法尼醇 X 受体(FXR)是一种胆汁酸激活的核激素受体,在胆固醇的调节中发挥着重要作用,尤其是在高密度脂蛋白(HDL)的稳态调节中。研究表明,FXR 的激活既具有抗动脉粥样硬化作用,也具有促动脉粥样硬化作用。在本研究中,我们分析了不同 FXR 激动剂对胆固醇稳态、血浆脂蛋白谱以及 C57BL/6J 小鼠和食蟹猴肝内胆固醇流出的影响,并研究了 FXR 激动剂在胆固醇酯转移蛋白转基因(CETPtg)低密度脂蛋白受体(LDLR)(-/-)小鼠中的动脉粥样硬化发展中的作用。

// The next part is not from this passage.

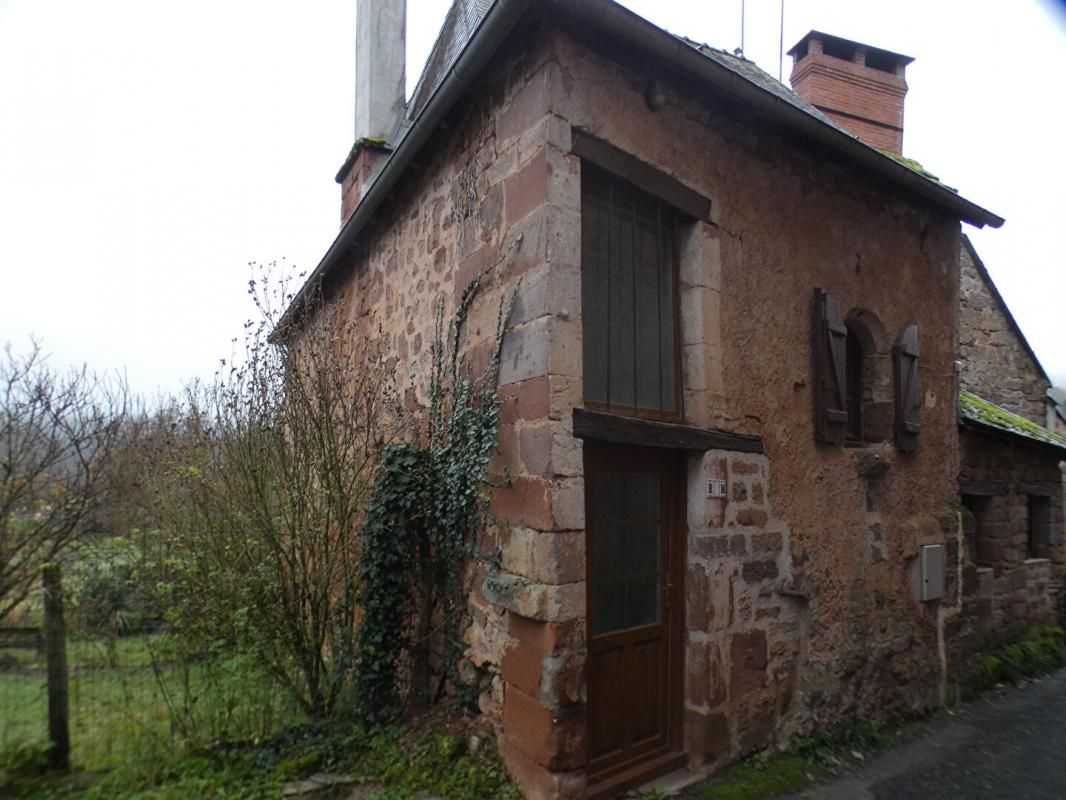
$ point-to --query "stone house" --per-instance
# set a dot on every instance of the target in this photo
(1011, 475)
(730, 419)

在高脂肪饮食的 C57BL/6J 小鼠中,合成的 FXR 激动剂异丙基 3-(3,4-二氟苯甲酰基)-1,1-二甲基-1,2,3,6-四氢氮杂环庚并[4,5-b]吲哚-5-羧酸(FXR-450)和 4-[2-[2-氯-4-[[5-环丙基-3-(2,6-二氯苯基)-4-异噁唑基]甲氧基]苯基]环丙基]苯甲酸(PX20606)表现出很强的降低血浆胆固醇的活性,影响所有脂蛋白种类,而 3-[2-[2-氯-4-[[3-(2,6-二氯苯基)-5-(1-甲基乙基)-4-异噁唑基]甲氧基]苯基]乙烯基]苯甲酸(GW4064)和 6-乙基鹅去氧胆酸(6-ECDCA)则仅有有限的作用。在 FXR 野生型小鼠中,但在 FXR(-/-)小鼠中,更有效的 FXR 激动剂增加了粪便胆固醇排泄并减少了肠道胆固醇(再)摄取。在 CETPtg-LDLR(-/-)小鼠中,PX20606 可显著降低总胆固醇,尽管观察到高密度脂蛋白胆固醇(HDLc)降低,但显著降低了动脉粥样硬化斑块的大小。在正常血脂的食蟹猴中,PX20606 和 6-ECDCA 均降低了总胆固醇,而 PX20606 特异性降低了富含胆固醇的 HDL(2c),但不降低 HDL(3c)或载脂蛋白 A1。药理 FXR 激活特异性影响这种富含胆固醇的 HDL(2)亚类,这是一个新的、非常有趣的发现,为 FXR 依赖性 HDLc 降低提供了新的视角,这一直被认为是 FXR 激动剂临床开发的主要限制。